Name: Dr Rishma Vidyasagar
Research institution: School of Cancer and Enabling Sciences, Medical School, University of Manchester
Research career length: 10 years
Research Council: Medical Research Council (MRC)
Location: Manchester, England
Brief summary of research: Neuroimaging
Camberwell High School, Victoria, Australia
Bachelor of Applied Science from Swinburne University, Melbourne, Australia in Medical Biophysics and Instrumentation
PhD in nanoscience in biochemical processes
Research Associate, University of Manchester
Research medical physicist, Alder Hey Children’s Hospital, Liverpool
Honorary Lecturer, University of Liverpool
Research Associate, University of Liverpool
Postdoctoral Researcher, University of Birmingham
Postdoctoral Researcher, Manchester University
PhD: University of Liverpool
Research Assistant, Mental Health Research Institute of Victoria, Melbourne, Australia
“It would be invaluable if my research could help with early diagnosis of diseases to make way for more efficient treatment.”
I use magnetic resonance imaging (MRI) technology to try and understand how the human brain works. I am interested in many aspects of brain function, including how new connections are made and weakened in healthy brains, and what happens in brains with degenerative conditions like Alzheimer’s disease. It is my long-term goal that my findings will directly help treatment of brain disease, by helping to repair damage, or in identifying when damage has occurred and where.
I spend a good deal of my research time, recruiting participants, running experiments, analysing data, and presenting findings at meetings and conferences, both in the UK and overseas. Another major part of my work involves writing my research into scientific papers and developing ideas for future research studies in grant applications to secure further funding. Additional time is spent obtaining ethics approval for our experiments for this work, to ensure that participants do not experience any distress or discomfort, and are fully aware of why we are obtaining data from them.
Along with my experimental work, I sometimes supervise Master’s and Undergraduate students with their projects, and help in undergraduate lectures. I have taken part in public engagement activities that happen at the Museum of Science and Industry (MOSI) and as part of the Manchester Science Festival. I am also a STEM Ambassador, which means I work with schools to help encourage an interest in science amongst pupils.
I believe that you should choose to research something that is genuinely exciting and interesting to you. In my case, I am particularly enthused about medical research because of its potential for contributing to the understanding of a disease that will ultimately help improve the quality of life for someone. I changed my initial research focus from nanoscience to neuroscience because I was always fascinated by how the brain works. This interest was sparked by a special neuroscience edition of Scientific American, published in the 1970s, when lots of exciting discoveries were being made on the brain.
I also derive my inspiration from a range of other sources, including the people I meet through my work – it’s always good if I can put a face and personality to a brain! Equally, I have drawn on the success of passionate women scientists, especially when things get tough.
My most memorable experience so far was looking at some exciting data that we acquired, showing how we’d managed to change the way the brain responded after three hours of manipulating its sensory function in healthy humans to be able to measure such a sensitive change non-invasively was very exciting.

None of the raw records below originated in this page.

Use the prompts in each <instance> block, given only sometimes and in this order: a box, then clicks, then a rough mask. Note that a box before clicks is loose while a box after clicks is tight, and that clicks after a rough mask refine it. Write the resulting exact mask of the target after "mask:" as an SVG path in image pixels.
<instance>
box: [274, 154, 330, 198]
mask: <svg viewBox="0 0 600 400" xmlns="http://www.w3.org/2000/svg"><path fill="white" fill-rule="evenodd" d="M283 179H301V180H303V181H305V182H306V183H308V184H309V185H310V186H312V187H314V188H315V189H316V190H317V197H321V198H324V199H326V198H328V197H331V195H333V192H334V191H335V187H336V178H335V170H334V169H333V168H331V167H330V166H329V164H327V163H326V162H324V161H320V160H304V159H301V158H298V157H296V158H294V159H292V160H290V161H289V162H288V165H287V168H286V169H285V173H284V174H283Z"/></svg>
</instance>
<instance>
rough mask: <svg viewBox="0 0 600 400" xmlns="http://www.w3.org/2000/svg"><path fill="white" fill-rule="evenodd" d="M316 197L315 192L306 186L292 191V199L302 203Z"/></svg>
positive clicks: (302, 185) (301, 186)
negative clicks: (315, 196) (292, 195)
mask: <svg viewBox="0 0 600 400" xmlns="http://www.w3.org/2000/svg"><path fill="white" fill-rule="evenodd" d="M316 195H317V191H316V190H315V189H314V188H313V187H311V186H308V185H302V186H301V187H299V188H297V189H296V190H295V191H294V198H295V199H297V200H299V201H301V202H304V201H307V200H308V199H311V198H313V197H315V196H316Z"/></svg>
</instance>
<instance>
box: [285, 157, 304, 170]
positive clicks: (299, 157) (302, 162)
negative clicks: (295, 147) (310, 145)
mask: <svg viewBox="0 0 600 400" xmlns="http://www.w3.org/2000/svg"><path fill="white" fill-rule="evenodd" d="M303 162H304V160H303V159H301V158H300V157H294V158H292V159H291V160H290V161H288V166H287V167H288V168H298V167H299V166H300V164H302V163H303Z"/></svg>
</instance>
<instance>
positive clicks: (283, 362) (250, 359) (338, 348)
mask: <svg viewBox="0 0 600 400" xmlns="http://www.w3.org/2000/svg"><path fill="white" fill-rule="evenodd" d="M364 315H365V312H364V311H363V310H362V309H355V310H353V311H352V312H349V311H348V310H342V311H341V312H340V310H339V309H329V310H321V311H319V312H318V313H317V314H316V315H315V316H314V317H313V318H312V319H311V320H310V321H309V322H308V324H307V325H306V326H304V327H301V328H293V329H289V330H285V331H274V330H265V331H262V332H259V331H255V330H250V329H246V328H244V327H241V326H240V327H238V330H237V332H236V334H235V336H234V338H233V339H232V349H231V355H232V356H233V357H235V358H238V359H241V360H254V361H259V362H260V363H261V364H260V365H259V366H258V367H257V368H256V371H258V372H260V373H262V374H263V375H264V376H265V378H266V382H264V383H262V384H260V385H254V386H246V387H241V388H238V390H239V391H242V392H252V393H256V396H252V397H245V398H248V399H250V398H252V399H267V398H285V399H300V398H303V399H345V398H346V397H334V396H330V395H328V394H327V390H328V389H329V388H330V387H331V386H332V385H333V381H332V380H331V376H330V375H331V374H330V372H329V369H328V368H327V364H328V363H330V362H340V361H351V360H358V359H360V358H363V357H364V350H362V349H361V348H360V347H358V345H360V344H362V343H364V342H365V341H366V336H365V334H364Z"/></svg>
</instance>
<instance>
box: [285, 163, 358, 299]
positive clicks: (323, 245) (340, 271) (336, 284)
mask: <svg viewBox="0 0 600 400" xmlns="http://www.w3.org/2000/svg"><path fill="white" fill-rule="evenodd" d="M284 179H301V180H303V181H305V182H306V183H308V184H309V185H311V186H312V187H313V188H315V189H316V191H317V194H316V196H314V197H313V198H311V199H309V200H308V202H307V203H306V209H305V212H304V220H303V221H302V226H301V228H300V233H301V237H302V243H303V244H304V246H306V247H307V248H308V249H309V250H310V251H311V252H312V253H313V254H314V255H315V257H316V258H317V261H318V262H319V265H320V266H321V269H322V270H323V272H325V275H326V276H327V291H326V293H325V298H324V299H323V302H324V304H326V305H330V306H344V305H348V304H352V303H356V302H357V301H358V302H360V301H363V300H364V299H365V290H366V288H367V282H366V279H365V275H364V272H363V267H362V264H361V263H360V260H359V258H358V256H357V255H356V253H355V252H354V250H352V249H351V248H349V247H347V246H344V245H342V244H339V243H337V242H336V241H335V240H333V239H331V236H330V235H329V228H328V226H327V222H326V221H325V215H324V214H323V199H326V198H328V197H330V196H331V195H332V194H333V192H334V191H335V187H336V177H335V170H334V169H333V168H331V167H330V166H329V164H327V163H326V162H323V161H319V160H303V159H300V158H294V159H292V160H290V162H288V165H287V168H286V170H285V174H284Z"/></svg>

It’s great to hear about others work and to meet colleagues at conferences - especially when they are held in exotic places like Hawaii.
My current goal is to become established as an independent researcher and to build a lab that focuses on pushing the capabilities of MRI in conjunction with other methods of investigating and understanding brain disease. It would be great to help develop techniques that are able to detect ‘biomarkers’ (chemicals that are produced in response to disease) of brain diseases such as dementia, and to help with recovery of function affected by neuronal damage in conditions such as a stroke.